Dalla pastasciutta col burro alla polenta: ecco cosa cucinare il 25 aprile
C'è un piatto simbolo della Liberazione che sfidò provocatoriamente la storia, è la pasta dei fratelli Cervi: 380 chili di pasta, burro e parmigiano
25 aprile, il piatto dei fratelli Cervi: pasta, burro e parmigiano
Tra qualche giorno, il prossimo 25 aprile, ricorre l’anniversario della Liberazione d’Italia, ma cosa si mangia in questo giorno? Quel che è certo è che non c’era l’abbondanza e la varietà di cibo che oggi abbiamo.
Era inevitabilmente, come riporta l'Ansa, una 'cucina del senza' che oggi recuperiamo non più per ristrettezze o mancanza di alternative come all'epoca ma per nutrirci dell'essenziale e semplice.
C'è un piatto simbolo, un piatto che sfidò provocatoriamente la storia: è la pasta antifascista dei fratelli Cervi: quei 380 chili di pasta burro e parmigiano che la famiglia poi sterminata dai repubblichini a Reggio Emilia il 28 dicembre 1943, cucinò per tutto il paese di Campegine un altro 25 aprile, quello del 1943 per festeggiare la caduta di Mussolini.
In un libro di qualche anno fa, pubblicato dall’editore Fausto Lupetti nel 2015, Partigiani in cucina, si racconta la Resistenza attraverso il cibo e così facendo si fa memoria di quel tempo, oggi che i testimoni diretti, cento anni all'incirca, ci stanno lasciando. Dai 380 chili di pasta al burro offerti dai fratelli Cervi a tutto il paese emiliano per festeggiare la caduta del regime – spiegano le autrici Lorena Carrara , Elisabetta Salvini -, passando per le lasagne della ricostruzione gustate da Teresa Noce di ritorno dai campi della morte, fino ai 35mila bambini nutriti dalle donne emiliane nel duro inverno del ’45: è l’inusuale prospettiva per parlare di Resistenza attraverso il cibo.
Ricette povere si è detto, semplicissime, una tavola con quello che si può con le difficoltà economica, le poche derrate alimentari e quel plus comprato a borsa nera.
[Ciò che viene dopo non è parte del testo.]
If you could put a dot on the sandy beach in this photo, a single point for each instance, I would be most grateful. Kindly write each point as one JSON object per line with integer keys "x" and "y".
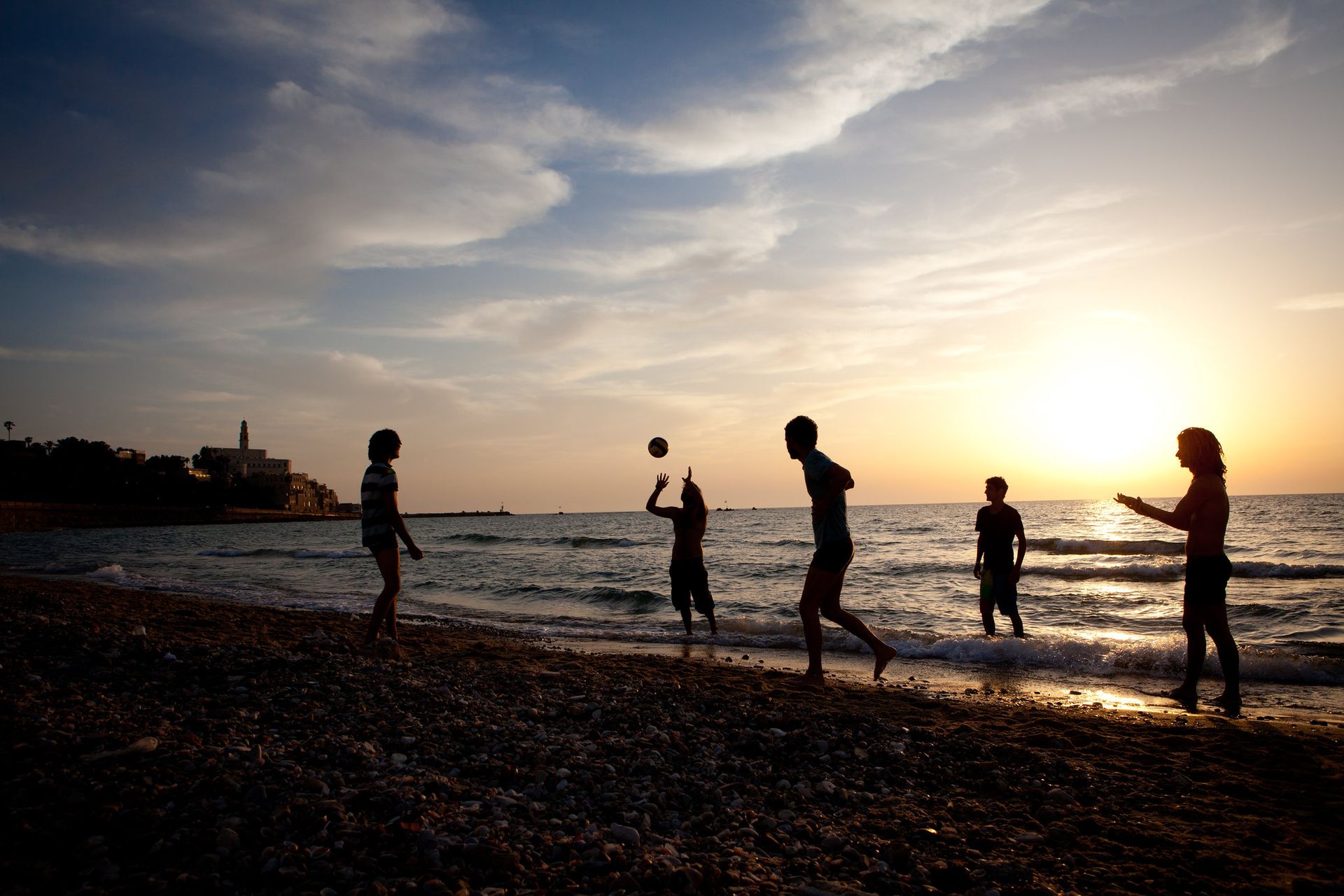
{"x": 169, "y": 743}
Questo per chi stava in città, fuori, in campagna e in montagna c'erano orti e galline ma anche qui con scorte ridotte. Un cibo di guerra c'è stato.
Al Nord la polenta, era il cuore dell'alimentazione, al Sud rape, cipolle e legumi. Il pane razionato e fatto con farine di risulta, la pasta un vero lusso, poi c'erano le bucce di patate, perchè non si buttava nulla (quindi oggi le patate fritte con skin, come leggiamo nei menu, dobbiamo sapere che non sono una novità), per non parlare del caffè davvero introvabile, spesso sostituito dal surrogato di cicoria.
Olio se ne trovava al Sud, qualche grasso animale al Nord ma tutto in rarità preziosa. Se poi eri in montagna partigiano o in clandestinità mangiavi quel che c'era e pure in fretta. Giorgio Bocca racconta di "riso stracotto, patate bollite, castagne e minestra" , facendo attenzione ai giochi che attiravano l'attenzione. E ciò che c'era si condivideva con tutta la brigata. Così condividendo pane, sofferenze e speranze s'è fatta la Resistenza.